Pro baseball players might get a performance boost from testosterone supplements. But a study of some old guys in the Netherlands found testosterone supplements for low testosterone old guys didn't boost their performance.
Older men with low testosterone levels who received testosterone supplementation increased lean body mass and decreased body fat, but were no stronger and had no improvement in mobility or cognition compared with men who did not use the supplement, according to a study in the January 2 issue of JAMA.
I find it surprising the men had more lean muscle mass but weren't any stronger. However, a lot of guys would enjoy the decrease in body fat since they'd look better.
“Male aging is associated with a gradual but progressive decline in serum levels of testosterone, occurring to a greater extent in some men than in others. Decline in testosterone is associated with many symptoms and signs of aging such as a decrease in muscle mass and muscle strength, cognitive decline, a decrease in bone mass, and an increase in (abdominal) fat mass,” the authors write. Clinical trials examining whether testosterone supplementation provides benefits or adverse effects have yielded mixed findings.

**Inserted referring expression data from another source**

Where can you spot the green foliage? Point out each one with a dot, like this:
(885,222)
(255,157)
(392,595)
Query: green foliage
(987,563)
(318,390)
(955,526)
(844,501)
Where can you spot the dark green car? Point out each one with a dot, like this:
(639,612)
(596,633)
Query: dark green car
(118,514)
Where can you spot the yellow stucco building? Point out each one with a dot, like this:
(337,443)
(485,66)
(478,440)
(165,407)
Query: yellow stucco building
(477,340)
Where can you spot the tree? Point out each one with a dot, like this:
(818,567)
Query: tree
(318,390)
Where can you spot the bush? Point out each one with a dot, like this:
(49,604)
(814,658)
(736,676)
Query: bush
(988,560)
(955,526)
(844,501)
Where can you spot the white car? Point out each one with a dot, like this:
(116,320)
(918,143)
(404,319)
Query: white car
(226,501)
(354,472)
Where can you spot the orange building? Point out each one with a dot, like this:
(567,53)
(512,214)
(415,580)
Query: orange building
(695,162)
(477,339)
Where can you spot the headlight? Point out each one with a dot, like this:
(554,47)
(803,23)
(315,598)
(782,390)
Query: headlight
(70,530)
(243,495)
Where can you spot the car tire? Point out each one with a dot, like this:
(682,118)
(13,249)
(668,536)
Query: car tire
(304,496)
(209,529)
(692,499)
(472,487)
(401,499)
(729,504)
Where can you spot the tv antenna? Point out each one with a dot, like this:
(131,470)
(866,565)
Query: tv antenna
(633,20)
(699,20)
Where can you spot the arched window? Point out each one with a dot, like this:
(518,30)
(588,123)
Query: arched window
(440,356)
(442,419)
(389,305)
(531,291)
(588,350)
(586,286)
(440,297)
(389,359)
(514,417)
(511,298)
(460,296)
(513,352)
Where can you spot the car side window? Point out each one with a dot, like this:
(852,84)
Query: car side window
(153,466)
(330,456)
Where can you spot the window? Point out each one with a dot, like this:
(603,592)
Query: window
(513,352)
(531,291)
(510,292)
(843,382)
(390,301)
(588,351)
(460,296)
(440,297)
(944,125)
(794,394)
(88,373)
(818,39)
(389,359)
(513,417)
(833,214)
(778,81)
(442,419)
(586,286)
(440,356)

Marielle H. Emmelot-Vonk, M.D., of University Medical Center Utrecht, the Netherlands, and colleagues conducted a randomized, placebo-controlled study to assess the effects of testosterone supplementation on functional mobility, cognition, bone mineral density, body composition, lipids, quality of life, and safety parameters in older men with testosterone levels less than 13.7 nmol/L (less than the average level in this age group) during a period of six months. The trial, conducted from January 2004 to April 2005, included 207 men between the ages of 60 and 80 years. Participants were randomly assigned to receive 80 mg of testosterone undecenoate or a matching placebo twice daily for six months.
The results were mixed. I think what is needed is a much longer term study so that differences in all cause mortality could become clear.
The researchers found that during the study, lean body mass increased and fat mass decreased in the testosterone group compared with the placebo group but these factors were not accompanied by an increase of functional mobility or muscle strength. Cognitive function and bone mineral density did not change. Insulin sensitivity improved but high-density lipoprotein cholesterol (the “good” cholesterol) decreased. By the end of the study, 47.8 percent in the testosterone group vs. 35.5 percent in the placebo group had the metabolic syndrome (a strong risk factor for cardiovascular disease and type 2 diabetes, a group of several metabolic components in one individual including obesity and dyslipidemia). This difference was not statistically significant.
Quality-of-life measures did not differ aside from hormone-related quality of life in the testosterone group. Adverse events were not significantly different in the two groups. Testosterone supplementation was associated with an increase in the concentrations of blood creatinine, a measure of kidney function, and hemoglobin and hematocrit, two red blood cell measures. No negative effects on prostate safety were detected (some reports have suggested that testosterone therapy could increase the risk of development or progression of prostate disease or cancer).
This is an important study because the differences in testosterone levels were caused by testosterone supplementation, not by naturally occurring differences between people. Other studies have found indications of possible benefit from having naturally occurring higher testosterone. See my posts Low Testosterone Men Die More Rapidly and Low Testosterone Men Die Sooner and Higher Testosterone Men Face Lower All Cause Mortality. But these studies on naturally occurring testosterone levels do not demonstrate the order of cause and effect. It could be that the men with higher testosterone have higher testosterone because they are more healthy. Maybe their genes cause them to age more slowly and age-adjusted relative youthfulness of their bodies allows their bodies to make more testosterone.
We need long term double blind controlled clinical studies of testosterone supplementation to find out if it is a net help or net harm. We simply do not know at this point. Personally, I'd rather have rejuvenated stem cell therapies, gene therapies, and nanomachine repair devices injected into me (at least as long as they won't take over my brain). I don't hold out big hopes for hormone supplementation therapies. We need to fix and replace what wears out. For that we need gene therapies and cell therapies.